I want most of all, as an end to these other desires, to be at peace with myself. I want singleness of eye, a purity of intention, a central core to my life that will enable me to carry out these obligations and activities as well as I can. I want, to live "in grace" as much of the time as possible. I am not using this term in a strictly theological sense. By grace I mean inner harmony, essentially spiritual, which can be translated into outward harmony. I would like to achieve a state of inner spiritual grace from which I could function and give.

I mean to lead a simple life, to choose a simple shell I can carry easily. But I do not. I find that the frame of my life does not foster simplicity. It involves a shelter that requires most of my paycheck to maintain, planning, marketing, bills, and making the ends meet in a thousand ways. It involves clothes, shopping, laundry, cleaning, mending, letting skirts down, sewing buttons on. It involves friends, and endless arrangements to meet; letters invitations, telephone calls, and transportation.

Life today in America is based on the premise of ever-widening circles of contact and communication. This is not the life of simplicity but the life of multiplicity. It leads not to unification but to fragmentation. To be human is to have interests and duties, raying out in all directions from the central core, like spokes from the hub of a wheel. The pattern of our lives is essentially circular. We must be open to all points of the compass, stretched out, exposed, sensitive like a spider's web to each breeze that blows, to each call that comes.

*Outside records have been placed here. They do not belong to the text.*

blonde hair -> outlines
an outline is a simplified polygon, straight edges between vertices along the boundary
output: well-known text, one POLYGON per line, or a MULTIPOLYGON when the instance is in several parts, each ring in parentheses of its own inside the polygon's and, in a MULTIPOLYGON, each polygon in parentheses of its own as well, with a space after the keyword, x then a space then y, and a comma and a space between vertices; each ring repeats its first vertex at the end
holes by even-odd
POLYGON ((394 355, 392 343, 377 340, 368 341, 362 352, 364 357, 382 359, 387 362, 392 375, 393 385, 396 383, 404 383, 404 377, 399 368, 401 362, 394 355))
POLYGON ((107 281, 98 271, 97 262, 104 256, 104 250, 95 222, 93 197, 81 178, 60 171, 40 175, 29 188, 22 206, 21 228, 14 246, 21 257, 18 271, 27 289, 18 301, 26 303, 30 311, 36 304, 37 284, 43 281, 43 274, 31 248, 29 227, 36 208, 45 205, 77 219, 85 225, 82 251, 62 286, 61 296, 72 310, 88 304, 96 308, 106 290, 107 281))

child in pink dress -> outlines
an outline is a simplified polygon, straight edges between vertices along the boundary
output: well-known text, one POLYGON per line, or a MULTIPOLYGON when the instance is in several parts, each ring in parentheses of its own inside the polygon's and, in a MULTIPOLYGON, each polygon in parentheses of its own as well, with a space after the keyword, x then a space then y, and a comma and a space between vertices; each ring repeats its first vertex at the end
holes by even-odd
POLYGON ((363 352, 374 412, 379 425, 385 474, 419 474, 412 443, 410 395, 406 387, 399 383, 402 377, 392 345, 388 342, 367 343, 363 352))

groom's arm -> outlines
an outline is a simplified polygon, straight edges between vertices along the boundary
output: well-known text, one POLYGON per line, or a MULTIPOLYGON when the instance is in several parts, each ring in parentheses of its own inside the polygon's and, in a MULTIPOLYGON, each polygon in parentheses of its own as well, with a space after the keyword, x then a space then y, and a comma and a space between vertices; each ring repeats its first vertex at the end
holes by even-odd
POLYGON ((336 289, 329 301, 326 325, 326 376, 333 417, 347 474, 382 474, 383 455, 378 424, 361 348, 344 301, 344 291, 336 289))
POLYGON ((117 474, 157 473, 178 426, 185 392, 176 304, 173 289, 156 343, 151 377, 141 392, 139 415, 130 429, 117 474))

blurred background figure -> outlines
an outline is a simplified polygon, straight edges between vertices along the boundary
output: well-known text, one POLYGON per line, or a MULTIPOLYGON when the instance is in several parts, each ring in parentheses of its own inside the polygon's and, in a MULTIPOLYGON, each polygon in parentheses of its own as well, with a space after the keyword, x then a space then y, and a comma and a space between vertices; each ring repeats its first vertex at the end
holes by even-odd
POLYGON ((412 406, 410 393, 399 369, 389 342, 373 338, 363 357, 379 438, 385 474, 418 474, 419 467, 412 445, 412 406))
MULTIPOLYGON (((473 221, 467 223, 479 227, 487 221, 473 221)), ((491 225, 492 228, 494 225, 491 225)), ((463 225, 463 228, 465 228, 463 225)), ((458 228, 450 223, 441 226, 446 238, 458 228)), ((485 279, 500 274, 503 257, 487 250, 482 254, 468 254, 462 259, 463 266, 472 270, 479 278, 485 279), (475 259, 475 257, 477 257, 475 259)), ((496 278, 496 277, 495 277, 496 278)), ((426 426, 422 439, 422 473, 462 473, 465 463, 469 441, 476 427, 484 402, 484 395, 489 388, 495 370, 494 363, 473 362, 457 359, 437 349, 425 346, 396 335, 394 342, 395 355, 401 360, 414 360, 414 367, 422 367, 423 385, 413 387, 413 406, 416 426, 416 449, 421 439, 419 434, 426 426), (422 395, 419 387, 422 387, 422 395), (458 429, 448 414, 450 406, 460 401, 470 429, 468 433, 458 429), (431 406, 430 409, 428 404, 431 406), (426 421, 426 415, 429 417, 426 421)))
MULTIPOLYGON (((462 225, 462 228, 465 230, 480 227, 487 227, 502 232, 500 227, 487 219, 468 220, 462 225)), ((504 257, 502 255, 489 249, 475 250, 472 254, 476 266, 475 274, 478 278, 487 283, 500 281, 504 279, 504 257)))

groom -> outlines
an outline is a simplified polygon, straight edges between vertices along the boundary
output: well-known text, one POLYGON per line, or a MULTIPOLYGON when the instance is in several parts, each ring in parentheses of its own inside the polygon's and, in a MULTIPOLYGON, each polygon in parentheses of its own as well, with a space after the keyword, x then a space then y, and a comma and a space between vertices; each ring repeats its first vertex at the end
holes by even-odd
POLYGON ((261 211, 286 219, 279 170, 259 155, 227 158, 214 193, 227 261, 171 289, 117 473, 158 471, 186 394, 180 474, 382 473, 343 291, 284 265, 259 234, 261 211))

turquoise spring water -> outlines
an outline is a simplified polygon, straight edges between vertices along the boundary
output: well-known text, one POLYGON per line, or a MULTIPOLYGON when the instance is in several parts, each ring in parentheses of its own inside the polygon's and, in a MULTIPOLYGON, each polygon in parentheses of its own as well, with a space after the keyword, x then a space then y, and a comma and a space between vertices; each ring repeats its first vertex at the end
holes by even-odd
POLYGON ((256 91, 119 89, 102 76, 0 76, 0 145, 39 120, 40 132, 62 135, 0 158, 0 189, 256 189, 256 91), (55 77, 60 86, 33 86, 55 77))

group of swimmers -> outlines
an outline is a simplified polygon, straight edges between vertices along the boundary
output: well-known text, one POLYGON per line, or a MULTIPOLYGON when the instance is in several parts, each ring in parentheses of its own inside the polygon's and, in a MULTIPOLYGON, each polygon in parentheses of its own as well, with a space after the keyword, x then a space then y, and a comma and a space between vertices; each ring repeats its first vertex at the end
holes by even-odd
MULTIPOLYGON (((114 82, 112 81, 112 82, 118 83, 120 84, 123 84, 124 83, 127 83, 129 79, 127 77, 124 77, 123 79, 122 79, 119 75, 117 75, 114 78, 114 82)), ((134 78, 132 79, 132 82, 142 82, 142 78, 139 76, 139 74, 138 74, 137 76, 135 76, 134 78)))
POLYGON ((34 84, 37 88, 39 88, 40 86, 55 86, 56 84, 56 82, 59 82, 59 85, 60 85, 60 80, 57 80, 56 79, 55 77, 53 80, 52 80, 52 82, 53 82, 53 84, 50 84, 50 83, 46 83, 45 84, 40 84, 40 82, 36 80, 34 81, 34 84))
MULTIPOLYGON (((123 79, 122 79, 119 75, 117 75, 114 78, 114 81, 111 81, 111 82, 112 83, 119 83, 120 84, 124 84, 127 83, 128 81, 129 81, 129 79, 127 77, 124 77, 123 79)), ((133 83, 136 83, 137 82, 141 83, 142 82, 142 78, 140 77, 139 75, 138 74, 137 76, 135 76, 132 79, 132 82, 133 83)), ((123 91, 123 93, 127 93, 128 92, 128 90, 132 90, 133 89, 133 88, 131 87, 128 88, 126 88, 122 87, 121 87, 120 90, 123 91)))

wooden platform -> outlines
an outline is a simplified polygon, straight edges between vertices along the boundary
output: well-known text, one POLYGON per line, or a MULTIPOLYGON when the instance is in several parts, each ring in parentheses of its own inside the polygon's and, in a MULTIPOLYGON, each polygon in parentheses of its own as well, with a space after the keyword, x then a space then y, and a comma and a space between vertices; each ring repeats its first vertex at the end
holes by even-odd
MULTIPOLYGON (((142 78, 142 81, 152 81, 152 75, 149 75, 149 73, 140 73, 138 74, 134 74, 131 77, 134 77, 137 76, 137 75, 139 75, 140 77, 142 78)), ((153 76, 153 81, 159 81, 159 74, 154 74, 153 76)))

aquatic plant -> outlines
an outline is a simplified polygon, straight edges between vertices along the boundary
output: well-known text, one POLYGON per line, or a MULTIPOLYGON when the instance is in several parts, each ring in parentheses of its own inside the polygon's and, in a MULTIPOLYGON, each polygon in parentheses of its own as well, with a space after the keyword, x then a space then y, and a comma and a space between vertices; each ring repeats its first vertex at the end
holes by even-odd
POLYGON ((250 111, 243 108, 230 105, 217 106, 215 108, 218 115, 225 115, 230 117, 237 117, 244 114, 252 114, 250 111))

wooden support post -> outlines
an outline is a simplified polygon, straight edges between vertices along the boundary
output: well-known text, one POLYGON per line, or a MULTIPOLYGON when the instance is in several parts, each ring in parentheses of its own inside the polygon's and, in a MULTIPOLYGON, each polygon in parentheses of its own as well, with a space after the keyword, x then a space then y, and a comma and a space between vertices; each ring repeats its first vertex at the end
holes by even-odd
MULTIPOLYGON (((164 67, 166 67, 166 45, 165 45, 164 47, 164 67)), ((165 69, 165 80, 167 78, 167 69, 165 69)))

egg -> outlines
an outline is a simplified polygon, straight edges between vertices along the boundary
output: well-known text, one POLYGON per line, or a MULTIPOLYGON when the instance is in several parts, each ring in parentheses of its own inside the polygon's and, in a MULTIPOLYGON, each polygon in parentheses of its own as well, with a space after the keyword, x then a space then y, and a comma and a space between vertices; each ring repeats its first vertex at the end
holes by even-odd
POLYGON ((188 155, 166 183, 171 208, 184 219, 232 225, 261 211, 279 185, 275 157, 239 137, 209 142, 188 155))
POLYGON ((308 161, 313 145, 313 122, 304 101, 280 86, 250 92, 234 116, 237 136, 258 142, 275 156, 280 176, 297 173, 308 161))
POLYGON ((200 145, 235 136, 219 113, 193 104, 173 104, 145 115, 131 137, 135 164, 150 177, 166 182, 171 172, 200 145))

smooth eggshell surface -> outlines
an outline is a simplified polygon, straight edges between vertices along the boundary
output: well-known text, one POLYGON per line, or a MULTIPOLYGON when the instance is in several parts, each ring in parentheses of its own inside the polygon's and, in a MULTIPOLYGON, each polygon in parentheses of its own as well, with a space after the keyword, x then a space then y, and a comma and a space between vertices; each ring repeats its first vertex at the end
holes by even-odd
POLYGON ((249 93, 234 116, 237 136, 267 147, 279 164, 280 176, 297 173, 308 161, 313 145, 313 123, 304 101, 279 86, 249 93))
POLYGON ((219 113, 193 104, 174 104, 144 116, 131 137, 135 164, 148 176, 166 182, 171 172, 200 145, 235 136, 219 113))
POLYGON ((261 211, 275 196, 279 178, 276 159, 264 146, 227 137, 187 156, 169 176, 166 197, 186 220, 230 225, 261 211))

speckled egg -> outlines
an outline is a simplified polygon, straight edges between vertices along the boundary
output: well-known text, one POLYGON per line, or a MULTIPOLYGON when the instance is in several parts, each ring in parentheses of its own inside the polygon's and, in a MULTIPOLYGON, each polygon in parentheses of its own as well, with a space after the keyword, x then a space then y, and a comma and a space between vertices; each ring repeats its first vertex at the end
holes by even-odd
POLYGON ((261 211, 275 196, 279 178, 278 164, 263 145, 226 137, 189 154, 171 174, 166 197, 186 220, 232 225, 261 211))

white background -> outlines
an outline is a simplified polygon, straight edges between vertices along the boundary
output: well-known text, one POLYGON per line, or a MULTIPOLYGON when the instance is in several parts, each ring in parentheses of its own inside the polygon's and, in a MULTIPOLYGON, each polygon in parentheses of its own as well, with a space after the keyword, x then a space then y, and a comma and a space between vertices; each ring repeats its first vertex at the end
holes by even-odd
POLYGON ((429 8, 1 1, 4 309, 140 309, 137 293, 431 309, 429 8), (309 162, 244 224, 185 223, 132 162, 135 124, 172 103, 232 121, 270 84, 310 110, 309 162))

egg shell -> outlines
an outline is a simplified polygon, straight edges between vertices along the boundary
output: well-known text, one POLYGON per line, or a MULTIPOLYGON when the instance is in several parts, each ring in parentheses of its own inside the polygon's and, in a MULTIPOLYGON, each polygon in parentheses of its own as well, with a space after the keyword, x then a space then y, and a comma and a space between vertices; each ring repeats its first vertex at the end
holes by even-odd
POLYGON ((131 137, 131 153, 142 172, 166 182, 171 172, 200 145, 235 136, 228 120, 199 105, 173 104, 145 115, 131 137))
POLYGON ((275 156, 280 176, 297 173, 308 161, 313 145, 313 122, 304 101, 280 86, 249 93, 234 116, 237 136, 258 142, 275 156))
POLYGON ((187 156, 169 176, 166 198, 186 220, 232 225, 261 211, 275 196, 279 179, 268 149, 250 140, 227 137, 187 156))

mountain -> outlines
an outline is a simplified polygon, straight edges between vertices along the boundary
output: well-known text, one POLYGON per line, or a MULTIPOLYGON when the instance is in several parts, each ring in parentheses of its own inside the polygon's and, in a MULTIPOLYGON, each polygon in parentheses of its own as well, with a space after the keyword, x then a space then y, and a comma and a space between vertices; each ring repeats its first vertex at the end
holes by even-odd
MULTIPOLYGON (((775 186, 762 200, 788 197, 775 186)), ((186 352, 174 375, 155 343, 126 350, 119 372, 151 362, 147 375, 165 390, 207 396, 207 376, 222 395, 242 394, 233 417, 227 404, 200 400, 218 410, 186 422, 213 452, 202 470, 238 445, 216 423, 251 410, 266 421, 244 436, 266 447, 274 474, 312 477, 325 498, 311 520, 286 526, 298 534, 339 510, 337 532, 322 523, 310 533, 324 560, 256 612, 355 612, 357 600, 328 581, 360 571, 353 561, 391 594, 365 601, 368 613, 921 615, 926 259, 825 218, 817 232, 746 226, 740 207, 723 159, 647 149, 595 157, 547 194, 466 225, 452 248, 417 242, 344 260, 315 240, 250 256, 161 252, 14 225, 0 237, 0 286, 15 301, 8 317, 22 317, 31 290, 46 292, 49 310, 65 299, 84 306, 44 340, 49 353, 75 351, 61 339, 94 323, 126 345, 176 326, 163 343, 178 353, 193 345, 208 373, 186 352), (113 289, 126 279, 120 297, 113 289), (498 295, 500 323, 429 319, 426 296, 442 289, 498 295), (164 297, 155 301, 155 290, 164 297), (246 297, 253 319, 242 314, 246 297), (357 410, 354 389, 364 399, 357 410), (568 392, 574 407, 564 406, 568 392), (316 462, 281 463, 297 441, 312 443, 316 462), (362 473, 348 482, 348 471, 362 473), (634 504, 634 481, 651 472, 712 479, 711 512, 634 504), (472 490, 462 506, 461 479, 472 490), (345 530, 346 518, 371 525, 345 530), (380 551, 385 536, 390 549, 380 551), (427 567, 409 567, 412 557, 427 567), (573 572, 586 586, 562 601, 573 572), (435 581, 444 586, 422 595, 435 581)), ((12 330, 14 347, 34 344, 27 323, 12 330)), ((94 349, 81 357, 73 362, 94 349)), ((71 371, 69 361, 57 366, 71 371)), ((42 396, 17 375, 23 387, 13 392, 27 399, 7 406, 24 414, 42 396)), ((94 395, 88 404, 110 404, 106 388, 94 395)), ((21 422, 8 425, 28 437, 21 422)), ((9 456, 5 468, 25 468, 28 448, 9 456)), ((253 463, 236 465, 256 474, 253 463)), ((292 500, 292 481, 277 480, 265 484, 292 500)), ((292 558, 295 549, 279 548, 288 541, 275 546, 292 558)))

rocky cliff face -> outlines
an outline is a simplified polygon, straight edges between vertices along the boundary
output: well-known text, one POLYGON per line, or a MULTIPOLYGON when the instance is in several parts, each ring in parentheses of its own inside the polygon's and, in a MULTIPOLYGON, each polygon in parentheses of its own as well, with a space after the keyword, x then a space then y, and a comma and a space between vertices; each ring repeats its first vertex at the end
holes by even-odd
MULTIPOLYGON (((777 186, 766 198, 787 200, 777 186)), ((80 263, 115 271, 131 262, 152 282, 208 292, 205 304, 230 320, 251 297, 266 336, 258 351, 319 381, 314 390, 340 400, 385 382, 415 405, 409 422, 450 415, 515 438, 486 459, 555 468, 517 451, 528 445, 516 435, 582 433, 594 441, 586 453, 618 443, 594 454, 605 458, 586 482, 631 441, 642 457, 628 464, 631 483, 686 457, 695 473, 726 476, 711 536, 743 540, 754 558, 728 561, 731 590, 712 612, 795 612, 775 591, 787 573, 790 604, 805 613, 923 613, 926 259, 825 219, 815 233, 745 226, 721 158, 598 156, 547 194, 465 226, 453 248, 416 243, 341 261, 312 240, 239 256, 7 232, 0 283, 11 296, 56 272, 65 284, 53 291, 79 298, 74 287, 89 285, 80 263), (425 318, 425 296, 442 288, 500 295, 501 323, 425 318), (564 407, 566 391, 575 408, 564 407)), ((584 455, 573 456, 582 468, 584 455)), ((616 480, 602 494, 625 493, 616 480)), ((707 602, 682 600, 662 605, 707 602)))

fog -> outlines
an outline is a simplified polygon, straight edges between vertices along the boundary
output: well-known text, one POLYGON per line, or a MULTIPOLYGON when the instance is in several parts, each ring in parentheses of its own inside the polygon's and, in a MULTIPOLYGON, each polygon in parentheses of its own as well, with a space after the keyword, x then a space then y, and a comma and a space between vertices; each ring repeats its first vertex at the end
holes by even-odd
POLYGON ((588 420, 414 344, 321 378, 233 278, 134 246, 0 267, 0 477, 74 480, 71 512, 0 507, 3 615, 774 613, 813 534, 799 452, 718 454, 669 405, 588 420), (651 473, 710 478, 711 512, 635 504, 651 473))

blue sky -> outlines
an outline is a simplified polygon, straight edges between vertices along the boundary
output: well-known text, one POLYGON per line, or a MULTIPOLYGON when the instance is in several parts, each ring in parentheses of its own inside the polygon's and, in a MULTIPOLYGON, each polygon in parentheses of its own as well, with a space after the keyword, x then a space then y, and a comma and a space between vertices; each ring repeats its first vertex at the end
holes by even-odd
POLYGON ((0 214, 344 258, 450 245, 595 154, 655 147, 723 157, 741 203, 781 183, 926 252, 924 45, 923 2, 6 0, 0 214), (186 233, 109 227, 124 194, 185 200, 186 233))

There is no obvious answer, only clues for shedding distractions. Shells of channeled whelks from a sea I've never seen, suggest a simplification of life, cutting out distractions. I can't shed all responsibilities, permanently inhabit a desert island. The solution for me is neither a total renunciation of the world, nor complete acceptance. There must be something between the extremes; a swinging of the pendulum between solitude and communication, between retreat and return. During my periods of retreat, perhaps I can learn something to carry back to into my worldly life. I ask into my shell only those with whom I can be completely honest. The most exhausting thing in life, I believe, is being insincere. That is much of the reason social life is so exhausting.

Simplification of outward life is not enough. It is merely the outside. The final answer, I know is always inside, but the outside can give a clue. Channeled whelk, you have set my mind on a journey, up an inwardly winding spiral staircase of thought.